放射線から人を守る国際基準
〜国際放射線防護委員会(ICRP)の防護体系〜

平成23年4月27日

国際放射線防護委員会(ICRP)は、放射線から人や環境を守る仕組みを、専門家の立場で勧告する国際学術組織です。ICRPは、人が受ける放射線(被ばく)を、1.計画的に管理できる平常時(計画被ばく状況)/2.事故や核テロなどの非常事態(緊急時被ばく状況)/3.事故後の回復や復旧の時期等(現存被ばく状況)−−−の3つの状況に分けて、防護の基準を定めています。

平常時には、身体的障害(*1)を起こす可能性のある被ばくは、絶対にないように防護対策を計画します。その上で、《将来起こるかもしれないがんのリスク(*2)の増加もできるだけ低く抑える》ことを、放射線防護の目的としています。
そのため、放射線や放射性同位元素を扱う場所の管理をすることにより、一般人の被ばくは年間1ミリシーベルト以下になるようにしています(公衆の線量限度)。また、放射線を扱う業務に従事し、被ばく線量を常時観測できる人には、5年間に100ミリシーベルト(*3)という被ばく線量限度を定めています(職業被ばくの線量限度)。

一方、万一事故や核テロにより大量の放射性物質が環境に漏れるような非常事態が起こった場合には、緊急時被ばく状況として、《重大な身体的障害を防ぐ》ことに主眼をおいて対応します。
このため、上記の線量限度は適用せず、一般人の場合で年間20〜100ミリシーベルトの間に目安線量(参考レベル)を定め、それ以下に被ばくを抑えるように防護活動を実施します(*4)。また、緊急措置や人命救助に従事する人々については、状況に応じて、500〜1000 ミリシーベルトを制限の目安とすることもあり得ます。
平常時には起こり得ない身体的障害が、非常時には起こり得ます。そこで、その防護対策が、平常時の対策(将来起こるかもしれないがんのリスクの増加を抑えること)より優先して行われます。

その後、回復・復旧の時期に入ると、住民の防護目安は、緊急時の目安線量よりは低く平常時の線量限度よりは高い、年間1〜20 ミリシーベルトの間に設定することもあります。

佐々木 康人(社)日本アイソトープ協会 常務理事
 (前(独) 放射線医学総合研究所 理事長、前国際放射線防護委員会(ICRP)主委員会委員)



*1. 身体的障害:吐き気、頭痛、皮膚のやけど、下痢、脱毛などの放射線被ばくによって起こる症状で、1000ミリシーベルト以上の被ばくで起こり、それ以下の線量では起こらない。

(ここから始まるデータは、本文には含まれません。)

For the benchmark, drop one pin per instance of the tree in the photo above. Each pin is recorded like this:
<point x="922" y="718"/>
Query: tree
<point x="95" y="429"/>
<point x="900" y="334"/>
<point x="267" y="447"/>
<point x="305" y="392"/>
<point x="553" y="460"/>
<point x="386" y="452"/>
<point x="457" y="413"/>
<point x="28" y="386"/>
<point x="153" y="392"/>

*2.がんのリスク:高い線量を受けた場合、1000ミリシーベルト当たり10%(短期間の被ばく)または5%(何年にもわたる被ばく)程度、がん発生率の増加がある。なお、100ミリシーベルト以下では、科学的には確認されていないが、これと同じ割合でがん発生率が増加(=100 ミリシーベルトで1%または0.5%)するリスクがある、と放射線防護上想定している。

*3.ミリシーベルト:放射線による《人体への影響の程度》を表す、放射線防護のための単位。

*4. 今回の福島での事故に当たり、日本の原子力安全委員会は、このICRPの定める緊急時被ばく状況の国際的な目安の中から、最も厳しい(安全寄りの)数値=年間20ミリシーベルトを基準に選び、政府はそれに従って避難等の対策を決定した。